Par Fatoumata Oumou Diallo
Dimanche 23 novembre 2025, les électeurs de Guinée-Bissau se sont rendus aux urnes pour choisir leur président de la République et l’ensemble des membres de l’Assemblée nationale populaire. Au total, 12 candidats étaient en lice, mais la majeure attention s’est portée sur le président sortant, Umaro Sissoco Embalo, et le challenger Fernando Dias da Costa.
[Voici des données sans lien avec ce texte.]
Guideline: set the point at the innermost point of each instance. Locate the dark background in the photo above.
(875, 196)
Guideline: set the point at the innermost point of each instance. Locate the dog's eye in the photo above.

Le scrutin s’est déroulé dans un contexte particulièrement tendu : le principal parti d’opposition, le PAIGC, avec son chef charismatique Domingos Simões Pereira, a été disqualifié de la course sur la base d’un prétendu défaut de dépôt de dossier dans les délais. De nombreux observateurs estiment que cette exclusion fragilise la légitimité du vote et menace la crédibilité du processus.
Le taux de participation, jugé élevé, a dépassé 65 % des électeurs inscrits.
Dès le lendemain, lundi 24 novembre, Embalo et Dias ont chacun proclamé avoir remporté plus de 50 % des suffrages, ce qui, selon eux, rendrait inutile un second tour. Ces revendications concurrentes, rendues avant tout décompte officiel, provoquent des inquiétudes pour la stabilité du pays, déjà fragilisé par ses antécédents de coups d’État.
La Commission nationale électorale (CNE) a demandé la retenue des acteurs politiques et des médias et indiqué qu’elle pourrait publier les résultats provisoires d’ici jeudi 27 novembre.
La Guinée-Bissau est l’un des pays les plus instables d’Afrique de l’Ouest, avec un historique de coups d’État et de transitions interrompues. En décembre 2023, le président Embalo avait dissous l’Assemblée nationale, dominée par l’opposition, et n’avait pas permis sa reconstitution — un geste dénoncé comme un coup de force politique.
L’exclusion du PAIGC — historiquement le parti leader de l’indépendance et longtemps référence en politique bissau-guinéenne — de ces élections constitue un tournant notable et suscite des accusations d’« autoritarisme électoral ». Si Embalo parvenait à être réélu, il deviendrait le premier président bissau-guinéen à remporter un second mandat consécutif depuis l’instauration du multipartisme dans les années 1990. Mais l’absence d’un consensus sur les résultats et l’exclusion de l’opposition nourrissent les craintes d’un nouveau cycle d’instabilité.